Bible commentator and master preacher, Fred Craddock suggests that in reality the Pharisee is not a horrible villain, nor is the tax collector a perfect hero. Despite his arrogance, the Pharisee is, in fact, a pillar of the community, faithful and dependable. His problem is that his prayer and his life are out of sync. It is the same with the tax collector: While his prayer for mercy is in the best spirit of the Psalter’s psalms of penitence, his life is not. He likely continues to collect taxes, he cooperates with a cruel and oppressive government. Neither character can be absolutely embraced or dismissed. Each simply shows us a side of our selves that needs integration.

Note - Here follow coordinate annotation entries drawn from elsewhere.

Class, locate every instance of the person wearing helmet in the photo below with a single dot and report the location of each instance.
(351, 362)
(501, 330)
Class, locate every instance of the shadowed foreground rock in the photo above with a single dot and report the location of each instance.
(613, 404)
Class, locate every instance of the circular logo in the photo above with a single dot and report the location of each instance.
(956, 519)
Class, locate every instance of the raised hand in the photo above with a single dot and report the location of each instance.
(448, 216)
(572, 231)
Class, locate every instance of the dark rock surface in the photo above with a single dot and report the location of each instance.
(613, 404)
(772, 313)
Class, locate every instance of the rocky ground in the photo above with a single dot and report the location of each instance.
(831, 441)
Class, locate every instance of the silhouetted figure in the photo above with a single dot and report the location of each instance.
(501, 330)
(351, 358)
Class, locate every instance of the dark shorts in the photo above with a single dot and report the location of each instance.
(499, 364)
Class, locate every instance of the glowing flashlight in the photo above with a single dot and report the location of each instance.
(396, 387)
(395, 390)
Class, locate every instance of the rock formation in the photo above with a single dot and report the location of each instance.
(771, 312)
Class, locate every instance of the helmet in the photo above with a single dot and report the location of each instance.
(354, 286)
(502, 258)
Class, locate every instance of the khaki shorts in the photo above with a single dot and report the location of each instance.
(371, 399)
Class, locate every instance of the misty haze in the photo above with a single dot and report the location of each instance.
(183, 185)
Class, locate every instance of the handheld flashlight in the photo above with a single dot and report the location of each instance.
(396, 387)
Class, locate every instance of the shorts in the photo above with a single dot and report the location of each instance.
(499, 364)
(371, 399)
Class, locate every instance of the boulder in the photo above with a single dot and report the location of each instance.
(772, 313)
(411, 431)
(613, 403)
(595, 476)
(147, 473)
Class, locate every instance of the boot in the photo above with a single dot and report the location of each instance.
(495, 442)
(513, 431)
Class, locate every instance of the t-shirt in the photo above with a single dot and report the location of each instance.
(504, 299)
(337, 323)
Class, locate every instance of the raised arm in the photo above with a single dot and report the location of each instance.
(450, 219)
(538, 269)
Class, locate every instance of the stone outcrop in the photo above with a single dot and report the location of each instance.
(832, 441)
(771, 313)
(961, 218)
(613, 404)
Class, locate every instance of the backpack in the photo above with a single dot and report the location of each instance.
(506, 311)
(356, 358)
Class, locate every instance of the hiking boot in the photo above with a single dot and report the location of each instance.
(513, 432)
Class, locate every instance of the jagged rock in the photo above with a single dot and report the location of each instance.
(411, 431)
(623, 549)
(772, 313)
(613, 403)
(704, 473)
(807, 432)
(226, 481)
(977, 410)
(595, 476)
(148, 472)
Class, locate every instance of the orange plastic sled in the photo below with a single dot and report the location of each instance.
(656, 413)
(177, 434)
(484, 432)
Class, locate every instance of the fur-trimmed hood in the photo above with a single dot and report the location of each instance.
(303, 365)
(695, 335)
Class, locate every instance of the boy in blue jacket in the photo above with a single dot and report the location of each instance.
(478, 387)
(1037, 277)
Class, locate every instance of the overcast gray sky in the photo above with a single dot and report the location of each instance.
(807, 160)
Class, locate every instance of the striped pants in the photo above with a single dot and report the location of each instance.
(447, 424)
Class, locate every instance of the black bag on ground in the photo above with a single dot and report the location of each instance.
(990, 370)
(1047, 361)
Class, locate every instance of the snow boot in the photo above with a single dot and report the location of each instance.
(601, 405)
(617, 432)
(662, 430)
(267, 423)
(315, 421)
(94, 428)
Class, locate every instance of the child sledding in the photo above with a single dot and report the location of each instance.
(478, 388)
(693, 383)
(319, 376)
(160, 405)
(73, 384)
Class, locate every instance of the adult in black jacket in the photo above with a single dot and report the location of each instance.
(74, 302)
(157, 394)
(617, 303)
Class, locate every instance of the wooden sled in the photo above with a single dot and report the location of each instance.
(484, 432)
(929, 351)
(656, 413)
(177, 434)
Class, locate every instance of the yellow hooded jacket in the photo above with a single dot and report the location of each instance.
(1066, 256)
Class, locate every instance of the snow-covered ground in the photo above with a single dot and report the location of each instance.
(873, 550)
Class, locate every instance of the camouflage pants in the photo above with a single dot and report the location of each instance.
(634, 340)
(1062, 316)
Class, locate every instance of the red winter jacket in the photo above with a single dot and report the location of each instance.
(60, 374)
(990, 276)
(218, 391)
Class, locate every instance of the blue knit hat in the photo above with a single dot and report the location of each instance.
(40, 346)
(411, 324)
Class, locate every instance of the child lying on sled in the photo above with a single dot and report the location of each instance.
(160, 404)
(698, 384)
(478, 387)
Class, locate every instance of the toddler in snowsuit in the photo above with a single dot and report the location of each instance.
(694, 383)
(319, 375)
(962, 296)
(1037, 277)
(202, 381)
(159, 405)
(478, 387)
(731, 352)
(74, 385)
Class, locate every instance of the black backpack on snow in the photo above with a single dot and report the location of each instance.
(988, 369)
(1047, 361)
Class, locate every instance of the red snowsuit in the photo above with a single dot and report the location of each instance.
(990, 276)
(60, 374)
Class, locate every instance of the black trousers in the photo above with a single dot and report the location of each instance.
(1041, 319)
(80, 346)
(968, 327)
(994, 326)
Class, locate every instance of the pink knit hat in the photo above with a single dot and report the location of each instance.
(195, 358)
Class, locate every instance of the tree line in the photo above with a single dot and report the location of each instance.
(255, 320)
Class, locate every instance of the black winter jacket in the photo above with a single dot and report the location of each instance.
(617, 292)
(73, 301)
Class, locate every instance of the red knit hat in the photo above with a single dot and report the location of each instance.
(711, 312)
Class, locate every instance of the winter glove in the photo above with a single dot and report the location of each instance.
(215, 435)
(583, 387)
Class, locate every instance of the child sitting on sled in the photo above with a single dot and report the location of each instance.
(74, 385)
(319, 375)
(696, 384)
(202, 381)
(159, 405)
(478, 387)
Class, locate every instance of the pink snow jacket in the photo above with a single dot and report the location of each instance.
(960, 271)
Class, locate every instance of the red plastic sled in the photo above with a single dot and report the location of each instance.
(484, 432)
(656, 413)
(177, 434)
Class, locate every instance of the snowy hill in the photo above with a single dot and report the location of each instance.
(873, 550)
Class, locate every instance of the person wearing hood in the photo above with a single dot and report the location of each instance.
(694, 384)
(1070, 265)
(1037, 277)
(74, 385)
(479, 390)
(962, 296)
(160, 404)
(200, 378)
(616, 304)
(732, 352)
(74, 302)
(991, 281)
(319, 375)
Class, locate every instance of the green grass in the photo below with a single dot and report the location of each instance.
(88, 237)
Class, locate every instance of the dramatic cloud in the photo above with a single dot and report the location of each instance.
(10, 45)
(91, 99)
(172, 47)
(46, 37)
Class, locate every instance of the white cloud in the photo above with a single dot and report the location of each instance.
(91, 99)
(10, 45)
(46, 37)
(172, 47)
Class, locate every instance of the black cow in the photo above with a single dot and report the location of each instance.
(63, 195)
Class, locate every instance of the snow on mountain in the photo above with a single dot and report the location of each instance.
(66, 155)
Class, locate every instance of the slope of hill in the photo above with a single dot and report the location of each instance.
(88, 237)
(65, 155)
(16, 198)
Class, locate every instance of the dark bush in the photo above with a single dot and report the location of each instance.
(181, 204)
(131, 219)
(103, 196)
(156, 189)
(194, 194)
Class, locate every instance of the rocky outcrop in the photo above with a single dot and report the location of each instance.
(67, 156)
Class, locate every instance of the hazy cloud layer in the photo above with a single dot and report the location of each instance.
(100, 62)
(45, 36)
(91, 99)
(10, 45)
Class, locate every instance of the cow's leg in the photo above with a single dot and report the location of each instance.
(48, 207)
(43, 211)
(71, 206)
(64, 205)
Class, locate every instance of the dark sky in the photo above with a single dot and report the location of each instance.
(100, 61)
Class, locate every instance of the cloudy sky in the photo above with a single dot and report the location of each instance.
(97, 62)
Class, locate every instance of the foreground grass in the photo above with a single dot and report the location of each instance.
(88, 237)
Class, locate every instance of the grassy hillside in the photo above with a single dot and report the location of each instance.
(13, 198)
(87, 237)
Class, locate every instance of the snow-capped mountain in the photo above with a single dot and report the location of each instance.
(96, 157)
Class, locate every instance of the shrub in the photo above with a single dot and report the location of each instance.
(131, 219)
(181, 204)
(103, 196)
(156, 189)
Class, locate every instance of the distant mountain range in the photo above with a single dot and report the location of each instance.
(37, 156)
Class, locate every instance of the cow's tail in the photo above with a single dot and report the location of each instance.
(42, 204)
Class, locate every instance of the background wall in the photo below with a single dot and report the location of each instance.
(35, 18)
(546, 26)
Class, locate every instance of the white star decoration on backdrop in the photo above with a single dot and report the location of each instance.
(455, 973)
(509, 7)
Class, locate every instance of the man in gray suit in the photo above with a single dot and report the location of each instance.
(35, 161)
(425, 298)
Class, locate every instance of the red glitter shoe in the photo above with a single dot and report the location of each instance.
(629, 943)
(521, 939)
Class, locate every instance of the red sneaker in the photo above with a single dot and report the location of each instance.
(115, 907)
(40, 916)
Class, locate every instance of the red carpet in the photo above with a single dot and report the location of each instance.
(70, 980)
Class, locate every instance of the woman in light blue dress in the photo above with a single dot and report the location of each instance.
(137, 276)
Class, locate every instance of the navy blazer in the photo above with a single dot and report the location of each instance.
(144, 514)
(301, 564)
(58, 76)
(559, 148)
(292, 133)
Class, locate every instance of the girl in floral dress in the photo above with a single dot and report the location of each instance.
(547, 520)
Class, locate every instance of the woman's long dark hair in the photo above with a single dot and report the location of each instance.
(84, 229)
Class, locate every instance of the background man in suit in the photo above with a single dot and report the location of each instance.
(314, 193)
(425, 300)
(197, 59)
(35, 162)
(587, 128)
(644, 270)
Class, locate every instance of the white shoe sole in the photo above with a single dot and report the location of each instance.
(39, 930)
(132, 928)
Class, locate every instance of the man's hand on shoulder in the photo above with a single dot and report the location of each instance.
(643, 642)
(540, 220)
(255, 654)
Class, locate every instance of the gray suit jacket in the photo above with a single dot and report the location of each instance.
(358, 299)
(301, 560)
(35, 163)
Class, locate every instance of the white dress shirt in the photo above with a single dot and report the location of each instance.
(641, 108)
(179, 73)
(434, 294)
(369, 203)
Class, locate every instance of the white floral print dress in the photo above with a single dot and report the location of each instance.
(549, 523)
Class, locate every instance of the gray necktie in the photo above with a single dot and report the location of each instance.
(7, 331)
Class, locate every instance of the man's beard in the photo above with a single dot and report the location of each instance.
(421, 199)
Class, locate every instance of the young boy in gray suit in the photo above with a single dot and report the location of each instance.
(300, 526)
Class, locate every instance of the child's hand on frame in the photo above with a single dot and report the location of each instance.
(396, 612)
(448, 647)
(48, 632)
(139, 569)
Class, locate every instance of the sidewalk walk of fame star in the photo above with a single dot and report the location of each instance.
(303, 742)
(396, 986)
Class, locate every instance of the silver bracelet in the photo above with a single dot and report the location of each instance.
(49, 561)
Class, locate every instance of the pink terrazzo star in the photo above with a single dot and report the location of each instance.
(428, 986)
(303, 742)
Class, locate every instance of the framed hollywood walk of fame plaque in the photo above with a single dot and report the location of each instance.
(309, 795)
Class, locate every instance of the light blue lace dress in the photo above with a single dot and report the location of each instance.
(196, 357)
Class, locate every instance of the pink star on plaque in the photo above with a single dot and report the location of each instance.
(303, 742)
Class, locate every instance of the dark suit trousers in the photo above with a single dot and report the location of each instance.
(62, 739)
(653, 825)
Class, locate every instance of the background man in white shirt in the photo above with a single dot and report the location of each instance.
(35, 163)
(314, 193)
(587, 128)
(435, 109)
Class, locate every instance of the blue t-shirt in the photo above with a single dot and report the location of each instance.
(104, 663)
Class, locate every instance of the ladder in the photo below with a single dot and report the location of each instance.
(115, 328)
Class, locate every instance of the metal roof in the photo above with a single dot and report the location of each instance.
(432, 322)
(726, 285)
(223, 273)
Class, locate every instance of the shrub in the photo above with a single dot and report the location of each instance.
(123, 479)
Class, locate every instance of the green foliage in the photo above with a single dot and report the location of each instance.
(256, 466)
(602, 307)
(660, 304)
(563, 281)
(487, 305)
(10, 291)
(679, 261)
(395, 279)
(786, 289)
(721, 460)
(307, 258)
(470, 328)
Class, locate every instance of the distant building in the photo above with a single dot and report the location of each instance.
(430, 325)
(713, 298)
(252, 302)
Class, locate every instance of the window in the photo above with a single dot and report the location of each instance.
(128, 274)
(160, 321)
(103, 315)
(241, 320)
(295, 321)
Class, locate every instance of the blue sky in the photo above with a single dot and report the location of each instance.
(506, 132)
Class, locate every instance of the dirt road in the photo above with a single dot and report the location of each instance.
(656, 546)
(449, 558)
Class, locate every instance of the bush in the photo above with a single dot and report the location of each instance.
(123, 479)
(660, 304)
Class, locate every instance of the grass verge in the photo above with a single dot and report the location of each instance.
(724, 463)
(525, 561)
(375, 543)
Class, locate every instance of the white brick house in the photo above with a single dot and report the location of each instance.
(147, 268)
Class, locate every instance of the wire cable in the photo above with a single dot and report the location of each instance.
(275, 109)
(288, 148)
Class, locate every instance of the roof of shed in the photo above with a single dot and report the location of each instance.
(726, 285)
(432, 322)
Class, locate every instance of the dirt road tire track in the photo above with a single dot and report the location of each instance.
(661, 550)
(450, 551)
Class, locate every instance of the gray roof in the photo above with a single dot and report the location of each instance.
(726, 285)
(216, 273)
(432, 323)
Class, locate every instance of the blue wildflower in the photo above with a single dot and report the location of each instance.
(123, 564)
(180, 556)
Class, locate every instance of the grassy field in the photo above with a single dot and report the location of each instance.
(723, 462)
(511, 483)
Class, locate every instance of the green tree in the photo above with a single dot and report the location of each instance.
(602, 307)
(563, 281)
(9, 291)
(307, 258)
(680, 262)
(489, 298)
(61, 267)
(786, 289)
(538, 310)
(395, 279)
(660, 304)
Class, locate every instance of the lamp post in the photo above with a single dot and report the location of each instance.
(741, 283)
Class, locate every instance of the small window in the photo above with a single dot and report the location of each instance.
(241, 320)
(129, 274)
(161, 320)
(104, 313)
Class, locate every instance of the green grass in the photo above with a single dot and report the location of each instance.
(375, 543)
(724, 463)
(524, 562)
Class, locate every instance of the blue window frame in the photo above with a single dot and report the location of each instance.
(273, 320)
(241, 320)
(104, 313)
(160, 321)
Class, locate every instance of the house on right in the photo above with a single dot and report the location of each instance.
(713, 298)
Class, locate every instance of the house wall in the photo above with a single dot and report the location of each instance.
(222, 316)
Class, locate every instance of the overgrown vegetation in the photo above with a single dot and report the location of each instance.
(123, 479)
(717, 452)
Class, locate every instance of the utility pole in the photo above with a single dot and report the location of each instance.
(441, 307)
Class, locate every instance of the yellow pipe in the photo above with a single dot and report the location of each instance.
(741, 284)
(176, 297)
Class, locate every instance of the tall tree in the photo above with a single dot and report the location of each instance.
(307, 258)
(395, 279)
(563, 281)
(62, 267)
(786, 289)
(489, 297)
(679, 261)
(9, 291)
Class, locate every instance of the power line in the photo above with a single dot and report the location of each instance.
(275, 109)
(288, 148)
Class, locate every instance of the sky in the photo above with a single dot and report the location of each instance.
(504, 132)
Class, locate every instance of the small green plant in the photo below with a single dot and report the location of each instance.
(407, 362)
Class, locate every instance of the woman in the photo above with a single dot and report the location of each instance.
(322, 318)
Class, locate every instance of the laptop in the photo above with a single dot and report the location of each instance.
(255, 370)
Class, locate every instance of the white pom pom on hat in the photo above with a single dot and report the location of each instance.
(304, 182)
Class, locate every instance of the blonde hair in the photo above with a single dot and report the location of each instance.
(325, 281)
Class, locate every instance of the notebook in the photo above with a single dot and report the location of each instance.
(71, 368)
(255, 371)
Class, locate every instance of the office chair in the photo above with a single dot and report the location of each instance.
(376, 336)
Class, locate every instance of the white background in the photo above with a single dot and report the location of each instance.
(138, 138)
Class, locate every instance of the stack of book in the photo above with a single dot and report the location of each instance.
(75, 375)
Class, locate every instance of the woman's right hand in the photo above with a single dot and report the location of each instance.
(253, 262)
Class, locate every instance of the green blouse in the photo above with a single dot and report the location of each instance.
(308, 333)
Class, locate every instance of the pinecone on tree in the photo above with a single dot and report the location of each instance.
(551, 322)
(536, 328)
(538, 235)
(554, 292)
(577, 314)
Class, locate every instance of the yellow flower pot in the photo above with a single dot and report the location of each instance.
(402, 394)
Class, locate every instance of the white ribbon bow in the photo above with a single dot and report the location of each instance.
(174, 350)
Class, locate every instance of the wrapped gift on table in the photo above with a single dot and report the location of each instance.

There is something of these characters in all of us. In order for us to reduce our spiritual split personalities, serious prayer will be necessary—prayer that is honest, prayer that does not separate us from the world but plunges us heart first into the world so that our generosity can make a difference.
Deitrich Bonhoeffer was a Lutheran pastor in Germany during the rise of Nazism. He was a resister in the Confessing Church movement and because of his alleged involvement in a failed attempt to assassinate Hitler, served more than three years in Tegel prison before his eventual execution in a concentration camp at Flossenburg.
While he was in jail, he wrote prayers, papers, and letters, which were preserved and later published. The letters and papers express his utter disbelief in the powers of evil in the world; his anger, grief, sadness in knowing that millions of Jews were being carted into camps and gassed while the apathetic Christian world looked on. Less than a year before his execution, on Christmas morning, 1943, he wrote this prayer…that I have been praying this week:
O God, early in the morning I cry to you.
Help me to pray.
And to concentrate my thoughts on you;
I cannot do this alone.
In me there is darkness,
But with you there is light;
I am lonely, but you do not leave me;
I am feeble in heart, but with you there is help’
I am restless, but with you there is peace;
In me there is bitterness, but with you there is peace;
I do not understand your ways,
But you know the way for me…
O Merciful God,
Forgive me all the sins that I have committed
against you and against my fellow men.
I trust in your grace and commit my life wholly into your hands.
Do with me according to your will
and as is best for me.
Whether I live or die, I am with you,
and you, my God are with me.
Lord, I wait for your salvation
And for your kingdom.
Amen.
That’s the prayer of a man who knows that the discernment of God’s will begins with a humble confession and the surrender of his own pride. Generosity is not a virtue that we cultivate but rather a gift that we receive when our hearts are made pure through God’s gracious forgiveness.
“God, be merciful to me, a sinner.” Amen.